Gabe the Fish Babe: What a Fluke
By: Gabrielle Stommel, May 11, 2012
Gabe the Fish Babe - An inspired seafood blogger and a young fishmonger of fresh, day-boat New England species, this modern-day mermaid comes from a long line of seafaring Cape Codders. In this column, Gabe encourages readers to expand their minds and mouths to local, abundant, underutilized seafood - and hopes to bring awareness to a creature on the brink of extinction: the American commercial fisherman.
When my seafood company buys fluke we examine it to make sure that our fishermen bleed the fish as soon as it is caught. How can you tell if a fluke is bled? Start by looking at its belly. The belly of a prime, sushi-quality fluke should be bright white with little to no blood spots.
Flukes are bled through their gills in order to minimize damage to its expensive, highly valued flesh.
A fisher who knows what he or she is doing will usually brain-kill the fish before bleeding it. Brain-killing a fish is the most humane way to treat an animal destined for human consumption. By brain-killing a fish you cause very little stress to the animal during its death, which in turn enhances the meat quality. Stress at the time of death produces lactic acid in the animal’s muscles and flesh, which speeds up the process of decay.

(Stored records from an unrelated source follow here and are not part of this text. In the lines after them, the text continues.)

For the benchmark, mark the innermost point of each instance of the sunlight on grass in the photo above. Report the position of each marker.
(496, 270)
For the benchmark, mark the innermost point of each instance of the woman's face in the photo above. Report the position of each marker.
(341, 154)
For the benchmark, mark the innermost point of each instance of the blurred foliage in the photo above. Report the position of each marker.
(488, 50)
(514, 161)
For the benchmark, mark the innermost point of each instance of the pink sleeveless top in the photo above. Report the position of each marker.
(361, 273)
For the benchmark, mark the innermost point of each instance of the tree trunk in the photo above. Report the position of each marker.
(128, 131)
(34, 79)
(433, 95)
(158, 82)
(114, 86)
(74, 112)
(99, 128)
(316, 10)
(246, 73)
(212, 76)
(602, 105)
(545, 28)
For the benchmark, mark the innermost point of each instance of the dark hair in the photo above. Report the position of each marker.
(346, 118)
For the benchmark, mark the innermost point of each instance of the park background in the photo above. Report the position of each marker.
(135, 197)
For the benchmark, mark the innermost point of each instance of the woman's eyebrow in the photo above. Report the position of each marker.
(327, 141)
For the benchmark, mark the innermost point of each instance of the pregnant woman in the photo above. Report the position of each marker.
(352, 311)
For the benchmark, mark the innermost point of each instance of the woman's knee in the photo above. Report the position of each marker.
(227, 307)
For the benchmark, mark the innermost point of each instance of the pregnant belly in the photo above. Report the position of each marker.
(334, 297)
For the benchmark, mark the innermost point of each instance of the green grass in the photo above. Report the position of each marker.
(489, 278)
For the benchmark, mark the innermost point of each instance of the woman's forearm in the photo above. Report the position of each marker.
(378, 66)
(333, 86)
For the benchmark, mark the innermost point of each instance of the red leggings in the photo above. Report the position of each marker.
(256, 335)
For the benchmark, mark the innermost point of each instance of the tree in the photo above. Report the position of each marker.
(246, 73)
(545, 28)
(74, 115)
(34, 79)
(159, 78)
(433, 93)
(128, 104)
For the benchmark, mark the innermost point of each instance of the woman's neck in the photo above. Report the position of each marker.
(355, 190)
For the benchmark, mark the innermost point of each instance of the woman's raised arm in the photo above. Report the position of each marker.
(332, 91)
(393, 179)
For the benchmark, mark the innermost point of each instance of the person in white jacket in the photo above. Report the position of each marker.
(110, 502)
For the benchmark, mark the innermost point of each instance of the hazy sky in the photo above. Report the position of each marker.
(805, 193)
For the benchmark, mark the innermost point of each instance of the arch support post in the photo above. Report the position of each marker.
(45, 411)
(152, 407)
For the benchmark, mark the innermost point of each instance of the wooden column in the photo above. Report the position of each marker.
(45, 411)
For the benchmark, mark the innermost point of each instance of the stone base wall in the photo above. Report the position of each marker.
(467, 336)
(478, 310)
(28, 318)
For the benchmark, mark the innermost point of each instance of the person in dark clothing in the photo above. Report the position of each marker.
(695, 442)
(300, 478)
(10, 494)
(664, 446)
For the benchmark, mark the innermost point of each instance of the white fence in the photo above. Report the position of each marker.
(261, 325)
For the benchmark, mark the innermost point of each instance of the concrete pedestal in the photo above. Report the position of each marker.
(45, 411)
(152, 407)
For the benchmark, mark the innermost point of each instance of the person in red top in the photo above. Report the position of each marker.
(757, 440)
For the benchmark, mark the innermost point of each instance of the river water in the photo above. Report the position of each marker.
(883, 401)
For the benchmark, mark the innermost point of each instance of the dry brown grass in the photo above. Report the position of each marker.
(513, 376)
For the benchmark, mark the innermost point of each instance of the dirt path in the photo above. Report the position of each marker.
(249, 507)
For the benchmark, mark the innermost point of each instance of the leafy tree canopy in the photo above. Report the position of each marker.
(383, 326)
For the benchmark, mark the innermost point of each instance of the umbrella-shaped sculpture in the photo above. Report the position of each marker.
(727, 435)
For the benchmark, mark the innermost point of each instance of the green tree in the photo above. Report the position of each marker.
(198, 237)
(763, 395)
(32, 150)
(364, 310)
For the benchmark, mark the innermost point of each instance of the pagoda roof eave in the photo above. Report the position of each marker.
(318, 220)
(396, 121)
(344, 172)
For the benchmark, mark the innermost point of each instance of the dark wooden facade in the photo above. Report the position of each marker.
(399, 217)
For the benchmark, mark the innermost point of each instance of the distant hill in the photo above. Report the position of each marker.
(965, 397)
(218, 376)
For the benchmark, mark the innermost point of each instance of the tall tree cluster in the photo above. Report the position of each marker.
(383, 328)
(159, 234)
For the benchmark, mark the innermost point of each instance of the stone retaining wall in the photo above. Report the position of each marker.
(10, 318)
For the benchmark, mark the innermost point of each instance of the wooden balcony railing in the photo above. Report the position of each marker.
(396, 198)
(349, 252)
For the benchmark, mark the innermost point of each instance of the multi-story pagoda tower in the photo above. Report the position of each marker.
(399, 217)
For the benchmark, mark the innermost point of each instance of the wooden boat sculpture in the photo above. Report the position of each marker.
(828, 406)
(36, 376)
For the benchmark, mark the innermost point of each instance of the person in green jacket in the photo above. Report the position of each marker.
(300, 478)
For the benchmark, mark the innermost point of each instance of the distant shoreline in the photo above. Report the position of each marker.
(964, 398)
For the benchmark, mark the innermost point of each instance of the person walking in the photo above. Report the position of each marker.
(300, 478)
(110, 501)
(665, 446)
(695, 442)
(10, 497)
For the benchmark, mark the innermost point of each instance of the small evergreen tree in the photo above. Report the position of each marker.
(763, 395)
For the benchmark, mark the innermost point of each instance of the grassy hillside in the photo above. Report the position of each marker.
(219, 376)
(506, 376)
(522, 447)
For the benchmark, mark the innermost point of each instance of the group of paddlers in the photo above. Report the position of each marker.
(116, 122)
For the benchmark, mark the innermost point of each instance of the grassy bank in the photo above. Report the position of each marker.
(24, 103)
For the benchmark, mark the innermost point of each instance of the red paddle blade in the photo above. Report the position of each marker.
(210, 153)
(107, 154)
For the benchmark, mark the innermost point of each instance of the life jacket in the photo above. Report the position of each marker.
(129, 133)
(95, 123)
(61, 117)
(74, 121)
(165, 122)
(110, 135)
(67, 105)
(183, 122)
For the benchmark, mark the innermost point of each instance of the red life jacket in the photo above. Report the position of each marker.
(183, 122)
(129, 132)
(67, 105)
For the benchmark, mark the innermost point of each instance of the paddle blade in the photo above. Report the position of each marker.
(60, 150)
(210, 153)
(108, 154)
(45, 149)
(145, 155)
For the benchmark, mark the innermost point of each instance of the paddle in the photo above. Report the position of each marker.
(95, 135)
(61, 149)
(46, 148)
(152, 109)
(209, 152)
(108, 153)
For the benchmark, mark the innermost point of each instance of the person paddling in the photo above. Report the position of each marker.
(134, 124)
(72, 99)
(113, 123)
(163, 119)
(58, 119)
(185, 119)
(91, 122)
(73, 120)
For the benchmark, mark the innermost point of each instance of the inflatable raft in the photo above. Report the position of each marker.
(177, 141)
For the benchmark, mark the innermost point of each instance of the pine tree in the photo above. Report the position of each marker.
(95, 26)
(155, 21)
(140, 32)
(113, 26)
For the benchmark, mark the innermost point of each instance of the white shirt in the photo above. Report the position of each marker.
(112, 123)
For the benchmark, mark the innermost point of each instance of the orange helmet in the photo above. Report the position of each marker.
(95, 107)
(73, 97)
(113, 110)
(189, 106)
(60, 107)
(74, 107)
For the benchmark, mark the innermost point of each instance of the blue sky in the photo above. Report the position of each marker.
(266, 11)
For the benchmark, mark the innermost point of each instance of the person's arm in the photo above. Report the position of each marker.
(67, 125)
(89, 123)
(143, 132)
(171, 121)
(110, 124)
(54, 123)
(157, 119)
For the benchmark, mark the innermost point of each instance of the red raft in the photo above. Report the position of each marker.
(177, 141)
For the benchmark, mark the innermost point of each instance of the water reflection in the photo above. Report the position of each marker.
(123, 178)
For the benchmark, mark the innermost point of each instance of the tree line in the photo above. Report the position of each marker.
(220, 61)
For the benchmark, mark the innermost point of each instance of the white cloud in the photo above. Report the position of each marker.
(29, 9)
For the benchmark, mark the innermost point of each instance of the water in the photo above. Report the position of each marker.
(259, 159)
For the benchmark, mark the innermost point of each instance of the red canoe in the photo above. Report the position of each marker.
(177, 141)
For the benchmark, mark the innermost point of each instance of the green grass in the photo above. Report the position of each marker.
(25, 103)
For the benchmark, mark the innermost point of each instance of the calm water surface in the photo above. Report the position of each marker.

Bled fluke should be “slurried” in a brine of seawater and ice. Brine is an excellent way to store fluke either on or off a fishing vessel because the salt water relieves the pressure that crushed ice can inflict on the meat in storage and the salt water allows the fish to bleed out quickly.
A bled and slurried fluke has a high commercial value because with a clean, bloodless fillet it is considered a “sushi quality” piece of fish. A fluke crudo or ceviche is a popular way to utilize a sushi-grade fluke.
Chef Jeremy Sewall of Island Creek Oyster Bar in Boston uses my sushi grade fluke in his citrusy, refreshing ceviche that's a staple on his spring and summer menu. Chef David Vacca of The Bridge Restaurant in Westerly, RI makes a delicate crudo with our fluke, dressing thinly sliced pieces of the fish in olive oil and topping them off with slices of Meyer lemon and herbs. Just the thought of it makes me ravenous!
Just this week I shipped local New England fluke across the country to top chefs in New York City, Chicago, Buffalo, New York and even Los Gatos, California. The fact that I can tell them exactly which boat harvested their fish adds extra value to their customers. Many of these chefs label the fluke on their menu with the boat, captain name, harvest location and fishing gear used. Just another example of how forward-thinking foodies love to know where their fish comes from.
Flukes can get massive, making them a popular fish when it comes to size-related fishing contests. The world record for a fluke catch was set by a woman named Monica Oswald of Bradley Beach, NJ, weighing in at 24.3 lbs. That’s a dang monstrosity!